The volume traces British political, parliamentary, and military developments from the accession of George III through the early nineteenth century, chronicling changes of ministry and cabinet, debates over colonial taxation and the American conflict, parliamentary controversies involving figures such as Wilkes and Warren Hastings, questions of Catholic relief and slave-trade abolition, and responses to the French Revolution and Napoleonic wars, including major naval and continental campaigns, the union with Ireland, and domestic legislation on finance, civil liberties, and parliamentary reform.

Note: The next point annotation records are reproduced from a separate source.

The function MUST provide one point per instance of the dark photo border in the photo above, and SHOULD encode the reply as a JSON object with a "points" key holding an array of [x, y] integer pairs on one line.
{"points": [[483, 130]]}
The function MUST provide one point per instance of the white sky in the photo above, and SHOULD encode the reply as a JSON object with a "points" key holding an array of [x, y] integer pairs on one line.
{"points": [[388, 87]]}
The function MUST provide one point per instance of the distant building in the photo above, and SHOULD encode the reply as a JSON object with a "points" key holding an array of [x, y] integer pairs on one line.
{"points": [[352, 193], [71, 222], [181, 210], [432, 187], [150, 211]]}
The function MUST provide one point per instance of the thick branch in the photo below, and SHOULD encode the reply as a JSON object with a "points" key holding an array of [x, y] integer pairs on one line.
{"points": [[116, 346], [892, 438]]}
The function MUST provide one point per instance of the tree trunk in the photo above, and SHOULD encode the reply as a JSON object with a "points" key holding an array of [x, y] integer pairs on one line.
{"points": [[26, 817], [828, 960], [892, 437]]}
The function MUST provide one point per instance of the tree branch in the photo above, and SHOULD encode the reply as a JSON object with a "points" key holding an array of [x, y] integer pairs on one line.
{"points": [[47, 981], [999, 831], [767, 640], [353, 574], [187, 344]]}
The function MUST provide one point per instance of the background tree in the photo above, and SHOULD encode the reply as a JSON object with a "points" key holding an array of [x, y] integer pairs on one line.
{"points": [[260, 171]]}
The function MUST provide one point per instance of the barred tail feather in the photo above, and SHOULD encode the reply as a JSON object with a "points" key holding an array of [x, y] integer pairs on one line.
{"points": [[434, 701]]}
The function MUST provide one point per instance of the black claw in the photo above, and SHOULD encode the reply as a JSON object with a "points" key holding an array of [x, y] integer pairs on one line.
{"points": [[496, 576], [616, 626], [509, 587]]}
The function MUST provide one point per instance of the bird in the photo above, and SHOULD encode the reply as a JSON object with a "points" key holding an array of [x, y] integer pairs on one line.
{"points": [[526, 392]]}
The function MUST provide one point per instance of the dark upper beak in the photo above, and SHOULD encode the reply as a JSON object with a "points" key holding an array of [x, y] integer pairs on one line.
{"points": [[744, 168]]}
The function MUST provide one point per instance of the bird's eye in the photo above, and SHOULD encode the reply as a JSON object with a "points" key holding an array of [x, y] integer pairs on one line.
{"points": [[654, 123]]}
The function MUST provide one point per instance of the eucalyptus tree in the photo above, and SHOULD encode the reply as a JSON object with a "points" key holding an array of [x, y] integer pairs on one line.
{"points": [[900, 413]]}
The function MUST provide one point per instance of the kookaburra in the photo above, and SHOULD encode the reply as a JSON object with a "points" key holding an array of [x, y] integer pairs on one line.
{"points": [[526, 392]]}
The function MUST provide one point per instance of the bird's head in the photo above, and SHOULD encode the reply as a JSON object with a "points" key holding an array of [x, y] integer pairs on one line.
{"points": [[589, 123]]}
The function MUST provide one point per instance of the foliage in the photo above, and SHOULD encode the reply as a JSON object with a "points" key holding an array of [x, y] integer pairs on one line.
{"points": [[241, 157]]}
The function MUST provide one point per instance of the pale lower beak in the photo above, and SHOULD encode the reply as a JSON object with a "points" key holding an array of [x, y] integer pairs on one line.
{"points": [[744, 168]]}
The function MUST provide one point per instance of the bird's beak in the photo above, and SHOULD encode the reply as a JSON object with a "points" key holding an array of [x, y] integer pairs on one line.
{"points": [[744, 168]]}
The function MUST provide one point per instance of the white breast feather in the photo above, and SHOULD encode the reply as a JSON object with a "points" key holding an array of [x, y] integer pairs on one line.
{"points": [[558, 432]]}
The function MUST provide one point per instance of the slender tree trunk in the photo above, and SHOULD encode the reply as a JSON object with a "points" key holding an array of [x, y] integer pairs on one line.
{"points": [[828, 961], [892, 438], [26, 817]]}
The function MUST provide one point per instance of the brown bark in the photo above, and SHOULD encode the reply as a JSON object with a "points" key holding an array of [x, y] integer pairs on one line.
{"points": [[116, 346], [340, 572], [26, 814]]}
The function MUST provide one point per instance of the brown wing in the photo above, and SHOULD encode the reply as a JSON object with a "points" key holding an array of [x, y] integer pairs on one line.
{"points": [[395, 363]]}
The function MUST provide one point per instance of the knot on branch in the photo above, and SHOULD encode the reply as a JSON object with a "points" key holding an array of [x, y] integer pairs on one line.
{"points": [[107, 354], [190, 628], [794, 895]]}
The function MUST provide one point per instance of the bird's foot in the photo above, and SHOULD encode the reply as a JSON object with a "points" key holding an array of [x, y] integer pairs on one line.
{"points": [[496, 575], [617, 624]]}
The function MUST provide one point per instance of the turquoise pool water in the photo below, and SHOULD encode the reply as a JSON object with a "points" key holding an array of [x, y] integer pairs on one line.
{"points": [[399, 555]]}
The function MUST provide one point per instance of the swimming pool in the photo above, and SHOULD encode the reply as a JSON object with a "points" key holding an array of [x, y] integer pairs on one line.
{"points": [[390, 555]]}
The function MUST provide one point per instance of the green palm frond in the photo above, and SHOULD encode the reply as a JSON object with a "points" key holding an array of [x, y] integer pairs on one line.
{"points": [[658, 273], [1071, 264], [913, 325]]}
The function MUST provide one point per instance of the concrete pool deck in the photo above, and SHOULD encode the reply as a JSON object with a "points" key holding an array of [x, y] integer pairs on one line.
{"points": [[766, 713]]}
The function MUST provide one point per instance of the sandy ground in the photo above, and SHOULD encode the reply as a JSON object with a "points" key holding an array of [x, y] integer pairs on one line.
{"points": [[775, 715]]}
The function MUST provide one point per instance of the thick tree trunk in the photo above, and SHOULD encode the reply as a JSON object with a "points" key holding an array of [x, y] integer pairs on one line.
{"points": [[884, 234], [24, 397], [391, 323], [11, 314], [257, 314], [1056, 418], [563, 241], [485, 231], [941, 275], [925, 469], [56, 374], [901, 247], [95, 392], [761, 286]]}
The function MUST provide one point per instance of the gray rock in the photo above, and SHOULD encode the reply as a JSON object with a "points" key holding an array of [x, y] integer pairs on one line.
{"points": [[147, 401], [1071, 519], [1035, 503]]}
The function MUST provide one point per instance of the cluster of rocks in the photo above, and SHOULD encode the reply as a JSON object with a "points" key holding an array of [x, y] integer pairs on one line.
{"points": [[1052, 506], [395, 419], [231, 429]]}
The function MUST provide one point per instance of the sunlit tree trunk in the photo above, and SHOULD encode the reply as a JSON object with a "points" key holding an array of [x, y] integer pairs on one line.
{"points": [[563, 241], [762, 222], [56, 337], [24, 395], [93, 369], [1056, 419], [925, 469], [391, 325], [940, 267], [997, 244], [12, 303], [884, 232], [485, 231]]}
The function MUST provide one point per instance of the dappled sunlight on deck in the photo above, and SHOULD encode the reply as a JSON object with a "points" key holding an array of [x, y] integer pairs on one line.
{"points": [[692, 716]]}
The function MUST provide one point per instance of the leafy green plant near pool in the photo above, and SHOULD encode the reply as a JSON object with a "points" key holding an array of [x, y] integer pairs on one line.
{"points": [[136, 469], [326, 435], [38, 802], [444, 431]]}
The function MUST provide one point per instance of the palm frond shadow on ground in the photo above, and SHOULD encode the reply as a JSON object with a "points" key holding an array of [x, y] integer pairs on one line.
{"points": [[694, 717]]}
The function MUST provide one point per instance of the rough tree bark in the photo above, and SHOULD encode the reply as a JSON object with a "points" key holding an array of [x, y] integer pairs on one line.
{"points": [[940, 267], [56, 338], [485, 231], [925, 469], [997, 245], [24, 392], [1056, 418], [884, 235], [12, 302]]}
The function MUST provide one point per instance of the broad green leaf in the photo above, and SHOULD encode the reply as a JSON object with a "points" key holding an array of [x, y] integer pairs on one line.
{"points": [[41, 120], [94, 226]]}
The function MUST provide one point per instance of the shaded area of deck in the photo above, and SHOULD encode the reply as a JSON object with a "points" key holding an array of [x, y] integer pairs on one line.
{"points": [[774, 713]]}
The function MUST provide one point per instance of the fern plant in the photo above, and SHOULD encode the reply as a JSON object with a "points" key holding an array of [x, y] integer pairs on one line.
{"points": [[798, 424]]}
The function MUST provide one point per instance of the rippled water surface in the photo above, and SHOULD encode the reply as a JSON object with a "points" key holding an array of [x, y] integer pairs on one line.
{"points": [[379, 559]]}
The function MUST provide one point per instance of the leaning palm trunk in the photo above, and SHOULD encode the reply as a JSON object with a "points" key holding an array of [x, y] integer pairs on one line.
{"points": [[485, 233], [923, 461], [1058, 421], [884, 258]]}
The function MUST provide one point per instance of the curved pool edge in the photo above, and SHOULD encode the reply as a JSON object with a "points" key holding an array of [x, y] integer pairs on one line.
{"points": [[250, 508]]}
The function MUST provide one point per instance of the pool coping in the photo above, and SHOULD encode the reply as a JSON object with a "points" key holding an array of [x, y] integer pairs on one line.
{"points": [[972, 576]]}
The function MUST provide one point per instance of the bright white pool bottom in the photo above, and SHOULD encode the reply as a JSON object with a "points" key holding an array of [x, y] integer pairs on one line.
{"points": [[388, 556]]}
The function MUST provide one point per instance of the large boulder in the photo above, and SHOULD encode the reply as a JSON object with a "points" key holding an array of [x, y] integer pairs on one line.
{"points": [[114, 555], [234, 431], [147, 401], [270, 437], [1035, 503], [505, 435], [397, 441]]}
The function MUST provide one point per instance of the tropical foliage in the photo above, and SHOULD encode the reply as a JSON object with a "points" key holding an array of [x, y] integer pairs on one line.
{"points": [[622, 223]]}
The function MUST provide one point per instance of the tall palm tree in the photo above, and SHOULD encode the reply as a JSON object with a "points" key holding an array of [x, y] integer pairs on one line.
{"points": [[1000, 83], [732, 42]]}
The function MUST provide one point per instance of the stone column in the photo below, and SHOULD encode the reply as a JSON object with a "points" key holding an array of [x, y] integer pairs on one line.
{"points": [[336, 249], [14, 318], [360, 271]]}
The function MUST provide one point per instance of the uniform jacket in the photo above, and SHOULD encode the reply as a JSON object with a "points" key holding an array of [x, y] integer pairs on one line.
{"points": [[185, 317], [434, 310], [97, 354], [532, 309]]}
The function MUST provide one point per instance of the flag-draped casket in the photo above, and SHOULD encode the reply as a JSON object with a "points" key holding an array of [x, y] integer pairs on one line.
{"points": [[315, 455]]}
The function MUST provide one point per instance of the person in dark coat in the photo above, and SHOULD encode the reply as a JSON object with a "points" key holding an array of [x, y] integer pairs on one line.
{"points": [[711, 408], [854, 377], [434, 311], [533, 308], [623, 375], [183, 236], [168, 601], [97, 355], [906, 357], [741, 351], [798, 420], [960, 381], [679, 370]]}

PROROGATION OF PARLIAMENT.

Parliament was prorogued on the 6th of July by commission. The speech announced that foreign powers were amicably disposed; regretted the continuance of the war in the East Indies; and expressed satisfaction at the measures adopted by parliament for the extension of commerce. “These measures,” said the speech, “his majesty is persuaded, will evince to his subjects in those distant possessions the solicitude with which parliament watches over their welfare. They tend to cement and consolidate the interests of the colonies with those of the mother country; and his majesty confidently trusts that they will contribute to promote that general and increasing prosperity on which his majesty had the happiness of congratulating you on the opening of the present session, and which, by the blessing of Providence, continues to pervade every part of the kingdom.”